# 🎗️ **OneFormer: One Transformer to Rule Universal Image Segmentation** 🎗️

## CVPR 2023

[[`Project Page`](https://praeclarumjj3.github.io/oneformer/)] [[`arXiv`](https://arxiv.org/abs/2211.06220)] [[`GitHub`](https://github.com/SHI-Labs/OneFormer)] [[`HuggingFace Space`](https://huggingface.co/spaces/shi-labs/OneFormer)] [[`HuggingFace transformers`](https://huggingface.co/docs/transformers/main/en/model_doc/oneformer)]

![Teaser](https://praeclarumjj3.github.io/oneformer/teaser.svg)
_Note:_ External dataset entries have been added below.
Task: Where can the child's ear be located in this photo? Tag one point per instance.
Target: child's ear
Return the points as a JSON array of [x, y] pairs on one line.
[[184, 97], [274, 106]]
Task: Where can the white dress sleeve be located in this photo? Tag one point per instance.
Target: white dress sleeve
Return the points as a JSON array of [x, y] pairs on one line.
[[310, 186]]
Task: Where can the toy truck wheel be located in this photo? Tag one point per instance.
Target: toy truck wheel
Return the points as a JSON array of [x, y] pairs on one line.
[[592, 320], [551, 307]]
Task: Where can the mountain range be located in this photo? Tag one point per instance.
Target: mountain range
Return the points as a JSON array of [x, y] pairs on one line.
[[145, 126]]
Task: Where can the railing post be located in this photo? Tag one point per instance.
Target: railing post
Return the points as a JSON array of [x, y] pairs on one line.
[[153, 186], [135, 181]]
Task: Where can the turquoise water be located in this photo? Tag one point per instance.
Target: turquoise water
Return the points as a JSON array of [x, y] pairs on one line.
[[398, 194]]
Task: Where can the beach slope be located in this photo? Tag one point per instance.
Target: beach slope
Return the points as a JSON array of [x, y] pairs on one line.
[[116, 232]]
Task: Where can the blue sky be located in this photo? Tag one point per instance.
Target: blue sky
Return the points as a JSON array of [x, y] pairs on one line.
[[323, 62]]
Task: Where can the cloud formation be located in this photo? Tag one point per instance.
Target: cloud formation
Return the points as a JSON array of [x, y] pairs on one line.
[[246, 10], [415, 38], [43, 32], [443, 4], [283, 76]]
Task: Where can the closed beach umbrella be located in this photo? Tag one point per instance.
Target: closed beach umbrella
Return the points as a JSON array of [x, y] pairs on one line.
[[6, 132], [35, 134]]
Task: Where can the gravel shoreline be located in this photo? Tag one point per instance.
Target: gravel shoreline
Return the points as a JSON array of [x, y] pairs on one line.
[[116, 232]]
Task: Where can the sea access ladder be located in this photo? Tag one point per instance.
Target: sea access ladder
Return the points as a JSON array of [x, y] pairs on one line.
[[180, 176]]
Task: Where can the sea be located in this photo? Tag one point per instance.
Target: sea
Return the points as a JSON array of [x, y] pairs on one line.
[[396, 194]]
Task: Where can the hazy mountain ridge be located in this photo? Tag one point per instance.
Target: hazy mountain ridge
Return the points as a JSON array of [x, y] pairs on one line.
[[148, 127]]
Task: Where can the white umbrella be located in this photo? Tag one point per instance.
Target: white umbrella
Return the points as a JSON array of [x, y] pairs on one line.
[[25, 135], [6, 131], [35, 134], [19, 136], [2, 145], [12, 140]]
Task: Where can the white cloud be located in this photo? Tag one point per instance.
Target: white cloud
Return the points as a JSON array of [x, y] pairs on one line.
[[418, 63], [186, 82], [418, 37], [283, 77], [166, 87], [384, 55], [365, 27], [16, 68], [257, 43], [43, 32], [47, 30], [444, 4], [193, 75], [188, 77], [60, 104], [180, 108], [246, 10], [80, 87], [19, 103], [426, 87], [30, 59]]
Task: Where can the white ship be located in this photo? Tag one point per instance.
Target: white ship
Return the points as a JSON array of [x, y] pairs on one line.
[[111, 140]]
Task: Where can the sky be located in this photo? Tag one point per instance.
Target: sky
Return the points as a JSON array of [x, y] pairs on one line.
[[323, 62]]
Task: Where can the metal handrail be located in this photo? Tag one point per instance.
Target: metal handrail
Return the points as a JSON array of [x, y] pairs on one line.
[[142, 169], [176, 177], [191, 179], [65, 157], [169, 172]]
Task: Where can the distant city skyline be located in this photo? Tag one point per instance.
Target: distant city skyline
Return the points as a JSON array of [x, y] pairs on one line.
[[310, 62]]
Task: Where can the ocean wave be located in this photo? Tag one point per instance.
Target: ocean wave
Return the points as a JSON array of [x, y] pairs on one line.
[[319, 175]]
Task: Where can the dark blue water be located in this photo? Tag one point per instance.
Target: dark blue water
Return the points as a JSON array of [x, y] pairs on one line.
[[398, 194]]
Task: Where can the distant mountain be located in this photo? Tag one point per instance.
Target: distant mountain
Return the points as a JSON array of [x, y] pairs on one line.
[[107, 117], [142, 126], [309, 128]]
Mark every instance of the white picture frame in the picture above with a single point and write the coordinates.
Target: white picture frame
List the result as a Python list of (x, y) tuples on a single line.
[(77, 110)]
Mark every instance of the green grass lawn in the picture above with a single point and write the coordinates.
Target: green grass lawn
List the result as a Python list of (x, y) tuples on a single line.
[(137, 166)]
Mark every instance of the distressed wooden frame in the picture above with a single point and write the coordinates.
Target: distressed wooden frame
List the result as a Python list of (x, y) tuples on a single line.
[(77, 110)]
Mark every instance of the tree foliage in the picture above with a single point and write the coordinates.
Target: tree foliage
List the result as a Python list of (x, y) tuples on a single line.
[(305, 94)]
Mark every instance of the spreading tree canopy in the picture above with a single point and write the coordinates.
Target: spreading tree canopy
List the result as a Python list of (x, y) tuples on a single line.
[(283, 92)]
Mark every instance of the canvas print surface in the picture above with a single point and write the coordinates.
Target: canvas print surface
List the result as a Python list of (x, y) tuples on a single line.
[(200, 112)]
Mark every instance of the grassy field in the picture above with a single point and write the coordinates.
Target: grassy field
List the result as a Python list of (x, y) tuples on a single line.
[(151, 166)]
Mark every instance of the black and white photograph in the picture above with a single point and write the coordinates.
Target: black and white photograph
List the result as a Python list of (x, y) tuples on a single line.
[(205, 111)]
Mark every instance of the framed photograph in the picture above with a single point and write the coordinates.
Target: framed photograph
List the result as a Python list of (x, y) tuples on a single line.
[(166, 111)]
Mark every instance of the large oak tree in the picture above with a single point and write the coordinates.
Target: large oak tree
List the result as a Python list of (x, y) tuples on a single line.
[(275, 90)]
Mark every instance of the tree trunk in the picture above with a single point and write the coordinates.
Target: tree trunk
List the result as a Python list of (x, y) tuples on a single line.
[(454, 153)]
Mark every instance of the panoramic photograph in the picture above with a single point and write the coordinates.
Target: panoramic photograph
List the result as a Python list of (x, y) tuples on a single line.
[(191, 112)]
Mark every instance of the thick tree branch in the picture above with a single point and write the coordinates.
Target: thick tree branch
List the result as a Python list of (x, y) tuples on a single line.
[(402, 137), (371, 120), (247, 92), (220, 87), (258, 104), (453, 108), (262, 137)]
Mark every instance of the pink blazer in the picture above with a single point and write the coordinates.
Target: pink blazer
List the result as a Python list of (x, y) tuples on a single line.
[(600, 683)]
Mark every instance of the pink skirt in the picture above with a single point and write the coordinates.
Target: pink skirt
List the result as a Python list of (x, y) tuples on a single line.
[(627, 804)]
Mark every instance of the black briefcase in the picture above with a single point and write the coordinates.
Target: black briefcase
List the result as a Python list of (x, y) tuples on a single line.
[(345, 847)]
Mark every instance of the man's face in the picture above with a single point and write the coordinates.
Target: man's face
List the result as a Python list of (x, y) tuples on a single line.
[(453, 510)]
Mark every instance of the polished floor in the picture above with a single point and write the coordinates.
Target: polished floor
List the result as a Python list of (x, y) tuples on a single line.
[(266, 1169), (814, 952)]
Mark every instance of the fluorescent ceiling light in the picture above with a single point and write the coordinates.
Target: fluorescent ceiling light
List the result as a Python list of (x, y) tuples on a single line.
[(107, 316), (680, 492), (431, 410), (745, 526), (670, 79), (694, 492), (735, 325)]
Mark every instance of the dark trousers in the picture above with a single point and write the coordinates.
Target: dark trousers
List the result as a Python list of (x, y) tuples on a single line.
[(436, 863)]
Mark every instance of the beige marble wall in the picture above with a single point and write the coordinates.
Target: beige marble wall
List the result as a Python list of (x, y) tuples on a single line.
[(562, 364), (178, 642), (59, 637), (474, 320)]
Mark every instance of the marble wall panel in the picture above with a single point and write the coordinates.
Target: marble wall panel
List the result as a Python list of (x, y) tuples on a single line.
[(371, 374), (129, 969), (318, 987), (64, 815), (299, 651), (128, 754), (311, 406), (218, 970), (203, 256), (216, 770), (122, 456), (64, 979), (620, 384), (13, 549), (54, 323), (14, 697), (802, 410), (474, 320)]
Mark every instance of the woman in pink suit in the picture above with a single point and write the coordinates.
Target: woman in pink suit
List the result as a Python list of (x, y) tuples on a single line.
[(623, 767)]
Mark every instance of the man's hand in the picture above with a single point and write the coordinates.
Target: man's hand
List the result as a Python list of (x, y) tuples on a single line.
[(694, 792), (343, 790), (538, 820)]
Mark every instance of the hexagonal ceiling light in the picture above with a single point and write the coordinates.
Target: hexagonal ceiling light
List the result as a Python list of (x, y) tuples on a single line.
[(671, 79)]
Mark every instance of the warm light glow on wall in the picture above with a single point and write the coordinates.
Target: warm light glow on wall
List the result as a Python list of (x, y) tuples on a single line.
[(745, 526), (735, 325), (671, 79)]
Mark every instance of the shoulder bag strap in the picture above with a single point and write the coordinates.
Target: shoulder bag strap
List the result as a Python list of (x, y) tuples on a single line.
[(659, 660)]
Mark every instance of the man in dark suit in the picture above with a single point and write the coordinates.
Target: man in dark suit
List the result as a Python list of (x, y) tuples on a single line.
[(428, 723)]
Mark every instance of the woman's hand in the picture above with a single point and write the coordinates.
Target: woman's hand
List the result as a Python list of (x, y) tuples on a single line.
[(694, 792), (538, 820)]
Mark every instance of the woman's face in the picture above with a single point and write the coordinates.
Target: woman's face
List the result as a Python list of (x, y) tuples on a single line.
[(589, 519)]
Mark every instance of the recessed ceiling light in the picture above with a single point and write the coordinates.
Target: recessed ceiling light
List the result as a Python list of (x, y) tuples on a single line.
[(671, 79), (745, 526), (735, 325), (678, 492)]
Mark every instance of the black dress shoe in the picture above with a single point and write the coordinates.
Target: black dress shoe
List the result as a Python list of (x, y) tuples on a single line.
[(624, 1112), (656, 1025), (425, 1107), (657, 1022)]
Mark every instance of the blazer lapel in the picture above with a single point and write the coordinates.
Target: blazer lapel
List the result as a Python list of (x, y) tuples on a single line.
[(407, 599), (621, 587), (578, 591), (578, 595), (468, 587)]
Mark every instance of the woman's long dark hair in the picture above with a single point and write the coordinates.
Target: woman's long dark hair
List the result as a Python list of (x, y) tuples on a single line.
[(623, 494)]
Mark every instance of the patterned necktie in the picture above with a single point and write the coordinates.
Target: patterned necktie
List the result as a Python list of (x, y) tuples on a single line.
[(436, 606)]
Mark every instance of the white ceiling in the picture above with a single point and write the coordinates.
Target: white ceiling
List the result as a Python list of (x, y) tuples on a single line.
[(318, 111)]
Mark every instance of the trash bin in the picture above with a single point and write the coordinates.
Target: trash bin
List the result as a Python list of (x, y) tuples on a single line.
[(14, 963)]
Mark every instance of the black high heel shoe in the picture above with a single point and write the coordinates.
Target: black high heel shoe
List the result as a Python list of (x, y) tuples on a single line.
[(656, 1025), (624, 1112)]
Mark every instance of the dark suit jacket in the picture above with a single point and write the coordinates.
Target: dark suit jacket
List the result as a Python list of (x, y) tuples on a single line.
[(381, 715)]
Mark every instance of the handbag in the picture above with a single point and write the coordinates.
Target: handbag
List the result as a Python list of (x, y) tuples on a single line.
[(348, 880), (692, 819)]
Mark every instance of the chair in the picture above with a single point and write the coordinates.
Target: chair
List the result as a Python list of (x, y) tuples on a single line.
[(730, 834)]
#### OneFormer is the **first** multi-task universal image segmentation framework based on transformers. OneFormer needs to be trained only once with a single universal architecture, a single model, and on a single dataset , to outperform existing frameworks across semantic, instance, and panoptic segmentation tasks!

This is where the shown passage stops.